Personal information
- Born: 1966 (age 59–60) Porsgrunn, Norway
- Nationality: Norwegian
- Playing position: Pivot

Senior clubs
- Years: Team
- 0000–1991: IF Urædd
- 1991–1995: Runar
- –: IF Fram
- –: Helgerød

National team
- Years: Team / Apps / (Gls)
- 1988–1994: Norway / 112 / (102)

Teams managed
- 2008–2018: Norway beach

= Kjetil Lundeberg =

Norwegian handball player

Kjetil Lundeberg (born 1966) is a Norwegian handball player.

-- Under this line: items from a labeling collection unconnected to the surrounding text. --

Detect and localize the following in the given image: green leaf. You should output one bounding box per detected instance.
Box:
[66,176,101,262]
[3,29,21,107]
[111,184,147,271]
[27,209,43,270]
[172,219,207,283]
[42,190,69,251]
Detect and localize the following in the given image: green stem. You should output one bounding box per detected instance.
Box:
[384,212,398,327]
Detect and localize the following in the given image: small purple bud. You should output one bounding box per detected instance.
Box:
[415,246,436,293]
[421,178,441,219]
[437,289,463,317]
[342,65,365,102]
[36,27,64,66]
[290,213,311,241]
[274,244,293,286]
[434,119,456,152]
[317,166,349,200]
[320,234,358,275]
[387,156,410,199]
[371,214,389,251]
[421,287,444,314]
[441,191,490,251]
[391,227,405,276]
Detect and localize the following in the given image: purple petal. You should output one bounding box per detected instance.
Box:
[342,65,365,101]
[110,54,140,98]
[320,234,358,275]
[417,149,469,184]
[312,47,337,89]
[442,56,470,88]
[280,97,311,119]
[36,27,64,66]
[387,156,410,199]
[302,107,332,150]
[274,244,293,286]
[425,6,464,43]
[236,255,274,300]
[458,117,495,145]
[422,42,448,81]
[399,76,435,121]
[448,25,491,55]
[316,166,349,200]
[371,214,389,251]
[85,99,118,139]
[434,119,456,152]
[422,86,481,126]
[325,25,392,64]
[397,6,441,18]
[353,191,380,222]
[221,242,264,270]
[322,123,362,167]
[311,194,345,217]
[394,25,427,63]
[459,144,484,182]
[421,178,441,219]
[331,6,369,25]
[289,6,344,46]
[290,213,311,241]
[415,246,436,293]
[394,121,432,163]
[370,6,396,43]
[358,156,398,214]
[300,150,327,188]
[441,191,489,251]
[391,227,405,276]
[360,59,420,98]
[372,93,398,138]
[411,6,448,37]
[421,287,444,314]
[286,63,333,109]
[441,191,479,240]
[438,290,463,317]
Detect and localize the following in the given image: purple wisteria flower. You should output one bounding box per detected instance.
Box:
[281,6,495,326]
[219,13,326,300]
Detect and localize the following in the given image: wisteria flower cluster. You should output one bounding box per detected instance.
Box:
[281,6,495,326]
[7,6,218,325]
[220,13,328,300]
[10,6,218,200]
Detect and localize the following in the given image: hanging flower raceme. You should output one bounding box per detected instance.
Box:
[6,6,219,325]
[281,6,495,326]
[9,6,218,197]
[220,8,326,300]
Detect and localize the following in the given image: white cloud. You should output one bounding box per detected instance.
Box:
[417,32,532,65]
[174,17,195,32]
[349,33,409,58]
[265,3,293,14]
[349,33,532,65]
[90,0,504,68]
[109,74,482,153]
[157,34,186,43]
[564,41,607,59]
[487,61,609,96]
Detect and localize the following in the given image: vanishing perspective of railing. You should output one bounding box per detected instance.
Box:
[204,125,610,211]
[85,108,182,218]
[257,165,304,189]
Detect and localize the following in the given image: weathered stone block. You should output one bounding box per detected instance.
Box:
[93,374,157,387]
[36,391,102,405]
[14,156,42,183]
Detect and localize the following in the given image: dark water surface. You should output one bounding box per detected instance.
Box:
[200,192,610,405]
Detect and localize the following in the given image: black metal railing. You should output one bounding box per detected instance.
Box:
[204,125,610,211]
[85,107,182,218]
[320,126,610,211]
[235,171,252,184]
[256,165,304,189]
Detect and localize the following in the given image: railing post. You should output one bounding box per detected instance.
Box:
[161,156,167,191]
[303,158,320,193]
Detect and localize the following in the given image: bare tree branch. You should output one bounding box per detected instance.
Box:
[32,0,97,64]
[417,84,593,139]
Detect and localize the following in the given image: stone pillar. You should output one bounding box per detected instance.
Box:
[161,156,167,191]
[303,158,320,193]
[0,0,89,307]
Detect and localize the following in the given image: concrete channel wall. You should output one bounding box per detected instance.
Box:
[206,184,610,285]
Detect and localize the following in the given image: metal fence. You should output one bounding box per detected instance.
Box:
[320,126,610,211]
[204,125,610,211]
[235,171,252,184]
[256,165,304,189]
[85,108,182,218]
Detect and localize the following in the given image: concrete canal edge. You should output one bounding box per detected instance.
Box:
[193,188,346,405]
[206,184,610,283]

He made his debut on the Norwegian national team in 1988,
and played 112 matches for the national team between 1988 and 1994. He participated at the 1993 World Men's Handball Championship.
Lundeberg was awarded the Håndballstatuetten trophy from the Norwegian Handball Federation in 2013.

== Handball career ==
He played for IF Urædd until 1991, where he won both the Norwegian Championship and Cup twice. He then joined Runar Håndball, where he played for 4 seasons. Here he won one additional Norwegian Championship and 2 Cups. He later played for IF Fram and Helgerød.

== Post-playing career ==
After his playing days he has worked as head of sports in Larvik Municipality, as sporting director at Fram Håndball and as facility councelor at the Norwegian Handball Federation.
He has previously been the coach of the Norway men's national beach handball team, where he coached the team at the 2013 European Beach Handball Championship in Randers, Denmark.

== Private ==
His brother, Olav Lundeberg, is also a former handball player.